In high school, my Advanced Creative Writing teacher told me I should look in to writing for publication. Of course, at that time I had nothing to write about! No real life experience. No one would care to hear anything I had to say. No burning need to express myself. I just wanted to get into the fashion business and become a department store buyer. Not a very lofty goal.
My college course of study aimed me toward that goal, however "un-lofty" it was. I studied Tailoring, Pattern Making, Clothing and Textiles, Marketing, and Merchandising. And I achieved my goal and became a fashion buyer.

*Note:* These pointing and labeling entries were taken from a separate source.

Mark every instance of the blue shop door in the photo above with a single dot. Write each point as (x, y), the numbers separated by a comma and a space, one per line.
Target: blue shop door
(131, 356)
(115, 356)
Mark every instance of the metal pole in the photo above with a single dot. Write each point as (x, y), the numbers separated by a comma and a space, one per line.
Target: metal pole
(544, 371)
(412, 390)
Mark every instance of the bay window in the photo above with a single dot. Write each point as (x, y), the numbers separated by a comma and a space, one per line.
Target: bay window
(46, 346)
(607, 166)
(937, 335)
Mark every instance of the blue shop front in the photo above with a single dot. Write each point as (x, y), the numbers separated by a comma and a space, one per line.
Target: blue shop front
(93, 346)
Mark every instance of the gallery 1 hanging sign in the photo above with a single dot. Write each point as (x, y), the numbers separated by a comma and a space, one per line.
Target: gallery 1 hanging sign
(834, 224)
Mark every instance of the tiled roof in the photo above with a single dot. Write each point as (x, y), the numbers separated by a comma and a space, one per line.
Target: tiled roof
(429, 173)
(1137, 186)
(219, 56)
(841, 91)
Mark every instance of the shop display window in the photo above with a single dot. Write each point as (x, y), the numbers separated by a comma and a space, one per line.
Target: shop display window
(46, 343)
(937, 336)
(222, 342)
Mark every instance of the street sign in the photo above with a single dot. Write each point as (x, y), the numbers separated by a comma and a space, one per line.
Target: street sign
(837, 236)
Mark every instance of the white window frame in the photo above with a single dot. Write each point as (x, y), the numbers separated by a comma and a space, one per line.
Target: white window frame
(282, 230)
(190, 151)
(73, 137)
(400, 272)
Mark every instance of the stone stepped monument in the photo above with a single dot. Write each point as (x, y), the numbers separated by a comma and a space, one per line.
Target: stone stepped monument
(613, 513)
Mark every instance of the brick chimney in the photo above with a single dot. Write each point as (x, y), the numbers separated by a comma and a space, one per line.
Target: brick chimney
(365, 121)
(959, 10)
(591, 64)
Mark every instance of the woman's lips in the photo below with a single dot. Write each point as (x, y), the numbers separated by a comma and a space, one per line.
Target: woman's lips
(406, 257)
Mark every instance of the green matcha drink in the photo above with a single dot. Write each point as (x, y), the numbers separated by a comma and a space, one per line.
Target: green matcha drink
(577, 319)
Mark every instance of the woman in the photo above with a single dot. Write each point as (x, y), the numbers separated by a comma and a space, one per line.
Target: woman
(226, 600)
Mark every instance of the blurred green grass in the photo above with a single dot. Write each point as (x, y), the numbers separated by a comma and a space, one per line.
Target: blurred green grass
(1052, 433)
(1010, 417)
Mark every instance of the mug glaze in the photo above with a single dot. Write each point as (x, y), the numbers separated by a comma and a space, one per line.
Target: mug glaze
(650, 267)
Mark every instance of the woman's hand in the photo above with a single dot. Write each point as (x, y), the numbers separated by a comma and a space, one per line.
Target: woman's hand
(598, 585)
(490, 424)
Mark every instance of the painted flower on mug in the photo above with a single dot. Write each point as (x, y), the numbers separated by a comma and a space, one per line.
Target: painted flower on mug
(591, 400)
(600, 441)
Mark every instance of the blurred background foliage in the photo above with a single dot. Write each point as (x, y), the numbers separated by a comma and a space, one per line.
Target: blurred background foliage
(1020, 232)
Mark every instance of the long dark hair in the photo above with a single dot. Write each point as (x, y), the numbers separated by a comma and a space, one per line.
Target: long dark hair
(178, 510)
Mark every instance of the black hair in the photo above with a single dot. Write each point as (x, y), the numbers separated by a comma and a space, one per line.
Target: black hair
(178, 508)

Fulfilling, challenging, and even fun - for a while. But twenty-plus years later, the business was changing. Chains of stores were consolidating, eliminating buying positions. Computers had arrived on the scene, so management relied more on technology than on the gut instincts of the seasoned staff. I had become a (pretty well-paid) key-punch operator. I figured it was only a matter of time before the company figured that out, so I quit.
Experiencing life outside the fashion world opened my eyes to new challenges and opportunities. I still wasn't writing much or even thinking about it. I tried my hand at many new jobs in order to make a living: Real Estate sales, mortgage origination, and bartending. I even worked as a concierge at a local inn. For some reason, I thought I wanted a "mindless" position.
My father's unexpected heart issues then Alzheimer's diagnosis and eventual death made me realize I couldn't shut down my brain. These events rekindled my passion for writing. I wrote a short story, Dad's Last Song, about the progression of my father's disease. I gave a handwritten copy to my mother. Putting my thoughts into words on paper (so to speak) provided a therapeutic release for my emotions and helped me speak to things I couldn't express out loud.
The creative juices could no longer be quashed. My husband and I pulled together to create The Christmas Puppy storyline. We initially pictured the story as a dramatic Christmas movie. As I laid it out, though, the characters and the story grew. I knew it had to be a novel. What I didn't know was how to write! My first draft a nightmare of rookie mistakes, I hit the books and studied up on composition, grammar, and style. The learning curve on the first attempt is steep.
Now that the book is finally nearing its release, I step back and feel the pride of completion. The evolution of my writing will evolve. I will continue to study and hone my new craft. The process will never end.
My second novel is in early stages of development - just one chapter and some concepts, so far. But I'm excited to begin.
The lesson to take away from my experience is that it is never too late to begin again, to learn a new skill and delve into a completely different world. Whatever your passion - pursue it. You can do it!